Wang, Lili; Zhou, Jianhua; Xin, Yongning; Geng, Changxin; Tian, Zibin; Yu, Xinjuan; Dong, Quanjiang

European Journal of Gastroenterology & Hepatology: March 2016 - Volume 28 - Issue 3 - p 261–266
doi: 10.1097/MEG.0000000000000542
Original Articles: Gastro-oesophageal Disorders

Objective Microbiota is potentially linked to the development of cancer. However, the features of microbiota in gastric cancer remain unclear. The aim of this study was to characterize the gastric microbiota in cancer.

Methods A total of 315 patients, including 212 patients with chronic gastritis and 103 patients with gastric cancer, were enrolled in the study. The bacterial load of gastric mucosa was determined using quantitative PCR. To analyze the biodiversity, structure, and composition of microbiota, amplicons of the 16S rRNA gene from 12 patients were pyrosequenced. The sequences were processed and subsequently analyzed.

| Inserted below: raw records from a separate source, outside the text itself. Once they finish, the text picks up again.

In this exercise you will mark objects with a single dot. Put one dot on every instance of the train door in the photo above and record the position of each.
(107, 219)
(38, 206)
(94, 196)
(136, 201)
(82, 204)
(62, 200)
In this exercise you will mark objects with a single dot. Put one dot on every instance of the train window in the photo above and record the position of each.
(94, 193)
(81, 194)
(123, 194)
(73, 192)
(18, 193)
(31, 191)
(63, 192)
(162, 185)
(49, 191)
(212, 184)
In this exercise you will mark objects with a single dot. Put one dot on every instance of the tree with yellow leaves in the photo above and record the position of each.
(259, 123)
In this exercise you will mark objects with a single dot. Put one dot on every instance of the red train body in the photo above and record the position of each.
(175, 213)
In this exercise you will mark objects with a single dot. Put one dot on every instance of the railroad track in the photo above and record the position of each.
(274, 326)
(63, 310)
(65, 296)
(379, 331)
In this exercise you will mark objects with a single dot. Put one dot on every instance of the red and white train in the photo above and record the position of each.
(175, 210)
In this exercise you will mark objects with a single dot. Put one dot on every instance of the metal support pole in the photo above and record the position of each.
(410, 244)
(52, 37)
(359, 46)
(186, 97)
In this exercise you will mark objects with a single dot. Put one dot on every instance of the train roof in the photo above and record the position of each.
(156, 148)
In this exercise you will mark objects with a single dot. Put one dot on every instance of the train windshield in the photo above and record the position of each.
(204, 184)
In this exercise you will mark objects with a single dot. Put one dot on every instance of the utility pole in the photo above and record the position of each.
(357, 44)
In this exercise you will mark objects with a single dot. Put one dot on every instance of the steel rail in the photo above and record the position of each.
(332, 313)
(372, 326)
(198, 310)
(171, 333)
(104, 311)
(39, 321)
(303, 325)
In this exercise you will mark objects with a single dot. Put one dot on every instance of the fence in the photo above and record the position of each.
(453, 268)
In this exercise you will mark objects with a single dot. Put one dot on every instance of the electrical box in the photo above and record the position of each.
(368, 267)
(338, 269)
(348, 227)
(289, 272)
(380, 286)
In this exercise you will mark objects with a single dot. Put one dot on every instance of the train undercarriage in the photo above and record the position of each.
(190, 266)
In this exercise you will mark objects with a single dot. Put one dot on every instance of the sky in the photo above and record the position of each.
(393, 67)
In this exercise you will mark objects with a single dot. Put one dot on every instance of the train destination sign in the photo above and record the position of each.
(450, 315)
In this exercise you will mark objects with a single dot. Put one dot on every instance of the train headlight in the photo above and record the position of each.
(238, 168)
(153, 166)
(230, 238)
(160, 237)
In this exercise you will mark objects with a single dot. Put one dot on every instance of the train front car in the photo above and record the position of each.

Results The amount of bacteria in gastric mucosa was estimated to be 6.9×108 per gram tissue on average. It was higher in Helicobacter pylori-infected patients (7.80±0.71) compared with those uninfected (7.59±0.57, P=0.005). An increased bacterial load up to 7.85±0.70 was detected in gastric cancer compared with chronic gastritis (P=0.001). The unweighted principal coordinate analysis showed that the structure of microbiota in gastric cancer was more diversified. Five genera of bacteria with potential cancer-promoting activities were enriched in gastric cancer. The weighted principal coordinate analysis showed that the presence of Helicobacter pylori markedly altered the structure of microbiota, but had little influence on the relative proportions of the other members in the microbiota.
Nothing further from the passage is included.